What’s a brother to do? And when the folks that run the Institute, megalomaniacal sociopaths, come after Stefan and Lukas – where do you go when you’re trying to run from your past? From yourself?
CHIMERA is fierce, determined, every bit of prose tight and pared down. BASILISK, on the other hand, is told from Misha’s perspective. The voice in it is wonderful as well, but much more cool and detached, less tense, less hair-trigger, less desperate.
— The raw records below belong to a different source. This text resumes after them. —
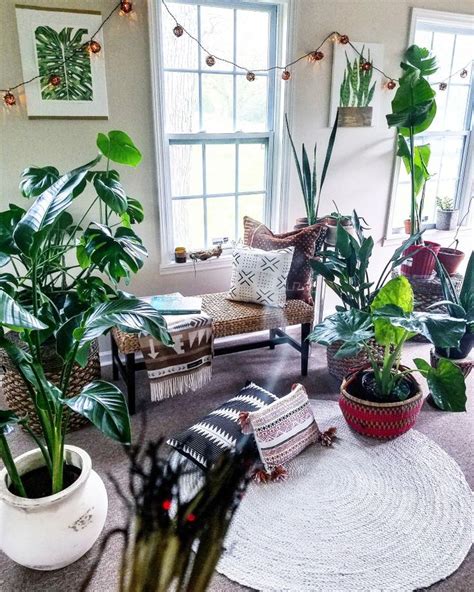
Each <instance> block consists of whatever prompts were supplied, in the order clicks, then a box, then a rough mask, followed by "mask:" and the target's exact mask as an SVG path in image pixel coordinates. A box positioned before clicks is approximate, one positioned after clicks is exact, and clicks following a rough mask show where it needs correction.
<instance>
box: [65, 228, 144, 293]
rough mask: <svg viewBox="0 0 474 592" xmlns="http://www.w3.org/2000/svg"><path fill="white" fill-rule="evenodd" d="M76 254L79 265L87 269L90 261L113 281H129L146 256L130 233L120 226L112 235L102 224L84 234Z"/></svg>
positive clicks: (142, 265)
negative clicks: (78, 259) (120, 280)
mask: <svg viewBox="0 0 474 592" xmlns="http://www.w3.org/2000/svg"><path fill="white" fill-rule="evenodd" d="M77 253H78V259H79V263H80V265H81V266H83V267H84V266H88V262H89V261H90V262H92V263H94V264H95V265H97V267H98V268H99V269H100V271H103V272H106V273H108V275H109V276H110V277H111V278H112V279H113V280H115V281H116V282H118V281H119V280H120V279H121V278H127V279H128V278H129V277H130V272H132V273H136V272H137V271H138V270H139V269H140V268H141V267H142V266H143V262H144V260H145V258H146V257H147V255H148V253H147V250H146V249H145V247H144V246H143V243H142V241H141V239H140V238H139V237H138V236H137V235H136V234H135V233H134V232H133V230H131V229H130V228H125V227H123V226H122V227H119V228H118V229H117V231H116V232H115V235H113V234H112V231H111V230H110V228H109V227H108V226H104V225H102V224H95V225H94V227H91V228H88V229H87V230H86V231H85V233H84V235H83V236H82V239H81V243H80V245H79V247H78V251H77Z"/></svg>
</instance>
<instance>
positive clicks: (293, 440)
mask: <svg viewBox="0 0 474 592" xmlns="http://www.w3.org/2000/svg"><path fill="white" fill-rule="evenodd" d="M241 425H242V432H243V433H253V434H254V436H255V441H256V443H257V447H258V451H259V453H260V458H261V461H262V463H263V465H264V466H265V469H266V470H267V471H269V472H270V471H272V470H273V469H275V468H276V467H281V466H282V465H284V464H285V463H286V462H288V461H289V460H291V459H292V458H294V457H295V456H297V455H298V454H299V453H300V452H302V451H303V450H304V449H305V448H306V447H307V446H309V445H310V444H313V443H314V442H317V441H318V439H319V436H320V432H319V428H318V425H317V423H316V420H315V419H314V415H313V410H312V409H311V405H310V403H309V399H308V395H307V394H306V390H305V388H304V386H303V385H301V384H296V385H293V388H292V390H291V392H290V393H289V394H288V395H286V396H285V397H282V398H281V399H277V400H276V401H275V402H274V403H272V404H271V405H267V406H265V407H263V408H262V409H259V410H257V411H253V412H250V413H248V415H247V414H246V415H245V416H241Z"/></svg>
BASILISK takes place three years after the conclusion of CHIMERA, and opens with the boys in hiding. But they soon learn they’re being hunted again – and this time by something much more dangerous than a killing touch.
A killing mind.
Look, guys, I can’t pimp these books much harder. They’re not the typical fantasy noir thing that I’m usually into, but who says I can’t branch out? You bastards. Listen, Rob Thurman has said over and over that these are the best books she’s ever written. And, well, they are. I love me some Leandros brothers, and I think those are some of the best in the fantasy noir genre (second only, I think, to Harry Dresden), but there is something much more compelling in the Korsak books. Something fierce and loving. Something more than just fighting monsters. There’s survival, and then there’s SURVIVAL. And that’s what the Korsak brothers are doing.
There isn’t much more I can say about Rob Thurman that I haven’t already. Everything she’s written has been wonderful – unique and touching and violent and lovely – and I can’t get enough of it. Plus she writes some mean one-liners.